By: Dan Laxer
Nothing about the current provincial election campaign could be described as sublime. But this past week it has officially descended into the ridiculous. Former mayoral candidate, Melanie Joly has actually had to publicly deny rumours that she and fledgling PQ candidate Pierre Karl Peladeau are romantically linked. She laughed off the rumour, called it ridiculous, and said that she’s in a perfectly happy relationship with the man she’s been seeing since the municipal election campaign. I don’t know who that is. Let’s just refer to him as her “Steadman.”
I like that she laughed it off. I like that she called it ridiculous. Because it is. In fact, it’s ridiculous on two fronts: she seems to be saying “Me? With him? Don’t make me laugh.” At the same time, she ran in a political campaign with a mind toward running the city. She still leads the Vraie changement pour Montreal party. She obviously feels that she has something of substance to contribute to society. And, as a woman, I’m sure she feels she stands as a strong example for young women who might follow in her footsteps. Is her relationship status, Joly might wonder, really our biggest concern right now? Does it really matter to Quebec society who our potential political leaders are dating?
The last time Canadians were this concerned about a politician’s love life, beyond congratulating Justin and Sophie on the birth of their babies, was with the aforementioned Trudeau’s parents; the exploits of Margaret Trudeau were never very far below the surface while she and Pierre Elliott lived at 24 Sussex. They married and divorced at a time when the media were growing more and more interested in the private lives of political leaders. Since that time, though, nobody has really cared about that. And with good reason; it’s irrelevant. This type of things, this kind of gossipy nonsense, usually plays out well in the U.S. We are Canadian. We are more, as poet Shayne Koyczan says. We are better. Stained blue dresses and philandering congressmen have no place in our political landscape.
As far as PKP is concerned, he was in a relationship with local television star Julie Snyder. But that fell apart. After 10 years and two kids, they went their separate ways. Their highly publicized breakup was announced via press release back in January. It was obviously a much bigger deal in the French media than it was in English circles. Before his equally as highly-publicized foray into provincial politics, Julie was the political one, a known independentiste who supported Pauline Marois as the first female premier of the province.
This kind of gossip is fine for celebrities, for the talk-show and game-show hosts, and the media moguls, but is unbecoming of a star political candidate.

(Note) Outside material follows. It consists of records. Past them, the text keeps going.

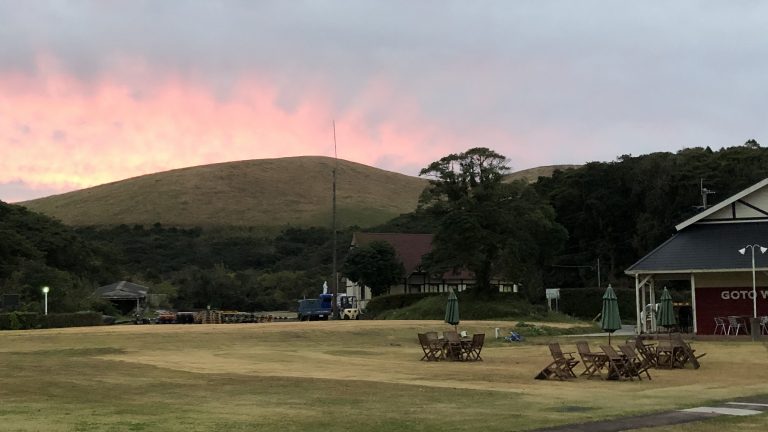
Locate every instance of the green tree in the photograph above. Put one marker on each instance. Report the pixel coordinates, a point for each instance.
(491, 228)
(374, 265)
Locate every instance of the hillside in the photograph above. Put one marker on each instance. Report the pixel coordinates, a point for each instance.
(294, 191)
(266, 192)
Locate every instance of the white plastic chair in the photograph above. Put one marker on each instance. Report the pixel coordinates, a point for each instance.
(720, 325)
(734, 323)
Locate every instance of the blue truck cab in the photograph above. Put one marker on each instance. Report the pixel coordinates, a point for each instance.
(315, 309)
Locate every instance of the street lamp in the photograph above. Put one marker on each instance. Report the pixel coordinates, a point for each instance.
(754, 286)
(45, 293)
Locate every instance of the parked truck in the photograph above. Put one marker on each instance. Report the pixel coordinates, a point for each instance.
(319, 308)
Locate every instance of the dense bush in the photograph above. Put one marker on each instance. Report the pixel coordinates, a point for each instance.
(586, 303)
(32, 320)
(380, 304)
(470, 308)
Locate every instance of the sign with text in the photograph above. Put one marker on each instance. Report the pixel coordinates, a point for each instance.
(724, 302)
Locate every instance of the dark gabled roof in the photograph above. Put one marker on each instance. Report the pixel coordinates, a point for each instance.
(121, 291)
(700, 217)
(707, 247)
(408, 247)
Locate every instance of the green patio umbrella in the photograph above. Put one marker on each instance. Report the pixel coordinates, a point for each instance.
(452, 310)
(609, 318)
(666, 317)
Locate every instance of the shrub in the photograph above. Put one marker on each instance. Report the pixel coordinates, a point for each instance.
(587, 303)
(32, 320)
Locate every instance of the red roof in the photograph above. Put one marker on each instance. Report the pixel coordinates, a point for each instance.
(408, 247)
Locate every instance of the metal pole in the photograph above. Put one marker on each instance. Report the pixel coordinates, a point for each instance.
(334, 306)
(754, 286)
(598, 272)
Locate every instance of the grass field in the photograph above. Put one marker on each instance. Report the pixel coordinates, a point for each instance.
(330, 376)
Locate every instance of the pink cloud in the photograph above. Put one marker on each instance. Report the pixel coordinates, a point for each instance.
(63, 133)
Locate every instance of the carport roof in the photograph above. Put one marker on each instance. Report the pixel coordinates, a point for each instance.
(122, 291)
(707, 247)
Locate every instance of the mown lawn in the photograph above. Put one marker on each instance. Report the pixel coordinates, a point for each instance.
(331, 376)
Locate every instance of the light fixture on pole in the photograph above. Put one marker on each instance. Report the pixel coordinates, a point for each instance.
(743, 251)
(45, 293)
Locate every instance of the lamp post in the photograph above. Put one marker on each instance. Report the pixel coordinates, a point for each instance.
(743, 251)
(45, 293)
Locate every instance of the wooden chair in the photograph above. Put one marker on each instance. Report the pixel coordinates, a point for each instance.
(564, 358)
(593, 362)
(618, 366)
(684, 353)
(647, 352)
(433, 351)
(453, 348)
(720, 326)
(639, 365)
(735, 324)
(559, 367)
(472, 350)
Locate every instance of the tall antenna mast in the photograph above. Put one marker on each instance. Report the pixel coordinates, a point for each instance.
(704, 193)
(334, 305)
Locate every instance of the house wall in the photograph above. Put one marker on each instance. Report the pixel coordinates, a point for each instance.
(728, 294)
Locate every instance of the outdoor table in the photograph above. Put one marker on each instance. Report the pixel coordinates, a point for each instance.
(599, 361)
(669, 355)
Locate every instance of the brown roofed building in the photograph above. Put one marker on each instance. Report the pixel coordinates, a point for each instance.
(410, 249)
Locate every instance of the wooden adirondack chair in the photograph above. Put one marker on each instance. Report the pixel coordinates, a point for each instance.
(472, 350)
(618, 366)
(647, 352)
(433, 351)
(684, 353)
(561, 366)
(639, 364)
(453, 348)
(593, 362)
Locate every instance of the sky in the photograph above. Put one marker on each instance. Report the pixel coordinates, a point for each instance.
(98, 91)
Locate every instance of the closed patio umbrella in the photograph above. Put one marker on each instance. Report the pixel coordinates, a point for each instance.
(609, 318)
(452, 310)
(666, 316)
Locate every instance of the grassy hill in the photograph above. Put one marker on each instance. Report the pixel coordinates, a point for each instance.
(266, 192)
(294, 191)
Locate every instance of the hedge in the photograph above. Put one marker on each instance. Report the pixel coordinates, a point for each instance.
(586, 303)
(33, 320)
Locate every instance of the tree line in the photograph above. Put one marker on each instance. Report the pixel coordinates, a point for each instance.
(547, 234)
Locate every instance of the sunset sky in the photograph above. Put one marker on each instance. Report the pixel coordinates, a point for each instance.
(98, 91)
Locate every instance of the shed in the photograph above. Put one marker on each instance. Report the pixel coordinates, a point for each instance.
(124, 294)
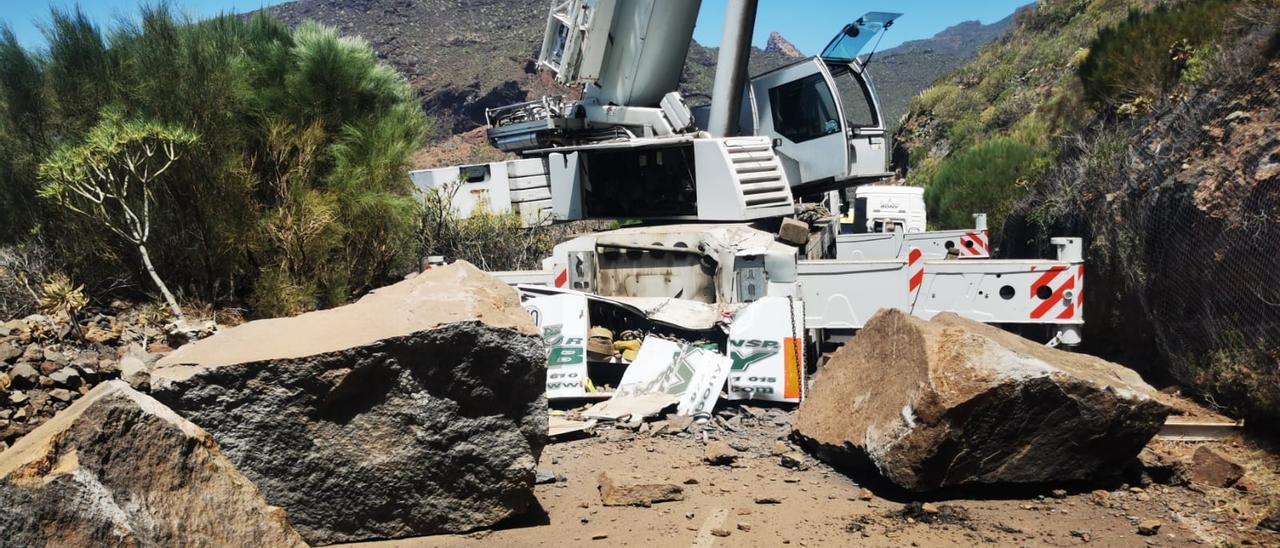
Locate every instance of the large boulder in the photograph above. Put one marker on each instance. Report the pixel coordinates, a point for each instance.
(119, 469)
(416, 410)
(952, 401)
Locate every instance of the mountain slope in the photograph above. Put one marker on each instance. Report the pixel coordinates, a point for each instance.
(905, 71)
(1148, 128)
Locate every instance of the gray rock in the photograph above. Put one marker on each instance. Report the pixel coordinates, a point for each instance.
(65, 377)
(544, 476)
(119, 469)
(952, 401)
(33, 354)
(9, 352)
(56, 357)
(135, 371)
(24, 375)
(417, 410)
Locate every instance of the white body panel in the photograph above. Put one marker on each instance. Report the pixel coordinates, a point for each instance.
(520, 186)
(896, 245)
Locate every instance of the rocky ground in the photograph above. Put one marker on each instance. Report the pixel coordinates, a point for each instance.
(764, 492)
(46, 364)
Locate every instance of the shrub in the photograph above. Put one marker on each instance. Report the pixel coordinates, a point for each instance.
(981, 179)
(291, 123)
(1147, 54)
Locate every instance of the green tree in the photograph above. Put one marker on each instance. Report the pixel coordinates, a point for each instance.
(983, 178)
(112, 179)
(252, 90)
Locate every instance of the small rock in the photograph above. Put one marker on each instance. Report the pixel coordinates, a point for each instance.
(99, 336)
(794, 461)
(33, 354)
(658, 428)
(56, 357)
(780, 448)
(639, 494)
(720, 453)
(49, 368)
(1100, 497)
(8, 352)
(1237, 115)
(1211, 467)
(1148, 528)
(1271, 523)
(679, 423)
(1247, 484)
(135, 371)
(65, 377)
(159, 347)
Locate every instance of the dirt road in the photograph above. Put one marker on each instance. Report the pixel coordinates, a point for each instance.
(730, 506)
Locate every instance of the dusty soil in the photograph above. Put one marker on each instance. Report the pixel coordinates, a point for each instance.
(823, 507)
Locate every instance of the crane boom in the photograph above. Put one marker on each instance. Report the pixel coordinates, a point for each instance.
(631, 147)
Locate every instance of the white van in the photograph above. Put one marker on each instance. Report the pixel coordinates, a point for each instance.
(886, 209)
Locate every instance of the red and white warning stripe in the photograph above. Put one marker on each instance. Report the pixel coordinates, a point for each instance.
(976, 245)
(1060, 287)
(914, 272)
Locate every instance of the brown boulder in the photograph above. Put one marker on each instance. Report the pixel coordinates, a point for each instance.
(1210, 467)
(952, 401)
(639, 494)
(120, 469)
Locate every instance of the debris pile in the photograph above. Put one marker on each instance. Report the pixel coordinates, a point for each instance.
(952, 401)
(119, 469)
(416, 410)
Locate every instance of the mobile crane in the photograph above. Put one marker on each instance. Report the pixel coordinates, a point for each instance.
(712, 185)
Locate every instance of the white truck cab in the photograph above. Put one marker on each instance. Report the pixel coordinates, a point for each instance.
(886, 209)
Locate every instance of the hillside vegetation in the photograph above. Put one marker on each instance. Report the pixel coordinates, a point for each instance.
(1150, 129)
(284, 178)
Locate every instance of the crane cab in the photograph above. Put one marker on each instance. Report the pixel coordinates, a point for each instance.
(823, 114)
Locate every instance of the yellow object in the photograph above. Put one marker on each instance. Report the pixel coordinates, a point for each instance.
(622, 346)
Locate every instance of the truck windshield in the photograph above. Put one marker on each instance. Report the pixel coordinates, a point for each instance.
(850, 41)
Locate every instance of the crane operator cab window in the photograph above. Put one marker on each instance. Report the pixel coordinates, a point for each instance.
(855, 96)
(804, 110)
(822, 113)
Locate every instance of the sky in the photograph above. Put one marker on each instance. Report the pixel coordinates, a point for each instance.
(807, 23)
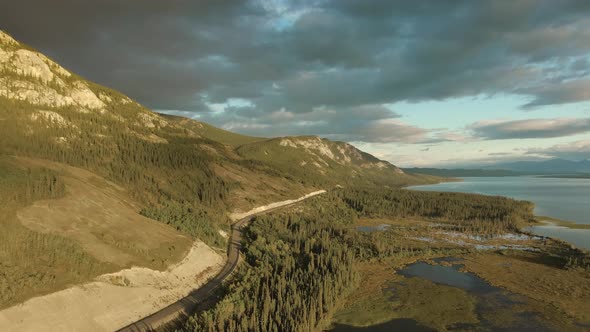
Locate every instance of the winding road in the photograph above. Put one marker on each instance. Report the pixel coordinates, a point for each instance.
(190, 303)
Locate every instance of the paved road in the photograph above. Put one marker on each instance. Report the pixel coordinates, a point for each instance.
(189, 304)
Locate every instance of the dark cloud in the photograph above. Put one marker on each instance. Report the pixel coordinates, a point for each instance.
(531, 128)
(298, 59)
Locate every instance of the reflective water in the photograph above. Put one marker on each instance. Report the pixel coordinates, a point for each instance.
(490, 299)
(376, 228)
(566, 199)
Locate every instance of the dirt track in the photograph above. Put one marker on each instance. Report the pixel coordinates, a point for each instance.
(188, 304)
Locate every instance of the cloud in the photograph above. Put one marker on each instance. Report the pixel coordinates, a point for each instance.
(559, 93)
(578, 150)
(301, 57)
(531, 128)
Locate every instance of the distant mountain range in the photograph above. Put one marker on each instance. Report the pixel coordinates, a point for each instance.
(551, 166)
(559, 167)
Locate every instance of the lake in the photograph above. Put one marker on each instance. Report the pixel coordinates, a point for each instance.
(566, 199)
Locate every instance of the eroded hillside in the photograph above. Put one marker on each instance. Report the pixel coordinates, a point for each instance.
(183, 173)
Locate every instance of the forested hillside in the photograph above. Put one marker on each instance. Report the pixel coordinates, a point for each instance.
(180, 172)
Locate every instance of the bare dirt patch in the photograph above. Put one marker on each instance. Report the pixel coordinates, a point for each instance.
(114, 300)
(102, 218)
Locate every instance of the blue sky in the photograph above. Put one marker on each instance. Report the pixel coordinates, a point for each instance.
(487, 82)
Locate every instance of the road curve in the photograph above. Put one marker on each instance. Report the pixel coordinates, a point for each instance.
(187, 305)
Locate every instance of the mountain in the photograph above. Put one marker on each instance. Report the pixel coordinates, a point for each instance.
(551, 166)
(103, 183)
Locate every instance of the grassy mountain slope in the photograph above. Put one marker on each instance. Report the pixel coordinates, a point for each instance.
(181, 172)
(213, 133)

I don’t know where the rumours came from. Had they been seen together? Did anyone catch them in the act together? No. But the social network was all over this rumour, and the media picked up on it. Let’s leave aside, for a moment, the problem of news-gathering units quoting Facebook and Twitter as their sources. In the post-Internet age rumours like these can persist, and annoy. Mondedestars.com made sure to point out that the rumours were just that, unconfirmed gossip until a few days later when Joly quashed them in a brief interview with 24H.
But does it bother no one that journalists and reporters have taken to scouring social media for story ideas, quotes, and confirmations? Facebook and Twitter have their validity when it comes to gauging public opinion and reaction to the news. And, sure, once in a while a news nugget might pop up in the Twitterverse that bears looking into. But it’s the looking into that makes a news story. And, indeed, you might argue that that’s exactly what happened here. Rumours surfaced where rumours tend to surface these days. And journalists went to the source to either confirm or deny the veracity of those rumours. But until such time as those rumours were quashed, lips were a-flappin’.
One also might wonder if PKP felt the sting of Joly’s laughter (“What’s wrong with me? I’m a good catch. Any woman would be lucky to have me.”). Or perhaps he found the notion just as humourous. But it seems clear, at least to me, that he still holds his ex, Julie Snyder, close to his heart. Upon announcing his association with the Parti Quebecois he paid homage to the mother of his two youngest children. He thanked her “deeply and sincerely” for her support. They’d only just announced their separation a little less than 3 months ago, and he would appear to still be suffering the emotional consequences of that breakup. “I’ve been through a very difficult time in the past 2 months,” he said. “Anyone who has been through a separation knows what a trying time it is.” He talked about the tolls of political life on a family, and said that he and Snyder have talked about, and are willing, to seek counseling “to find solutions.” Solutions to what? To the problems that lead to their separation in the first place? Could they be considering a reconciliation? Nobody knows. But he had apparently discussed it with her at length, presumably before they separated, before he jumped into the political forum.
At the risk of being overly cynical, perhaps they split up so that PKP can prove how well he does after separation. Afterall, isn’t the type of negotiation divorced parents go through the same kind of negotiation the government of a separated, er, uh, sovereign Quebec would want with Canada? That would indeed be our business. But in truth, it’s really PKP’s and Melanie Joly’s public lives we ought to be concerned about, and not what we perceive their personal lives to be.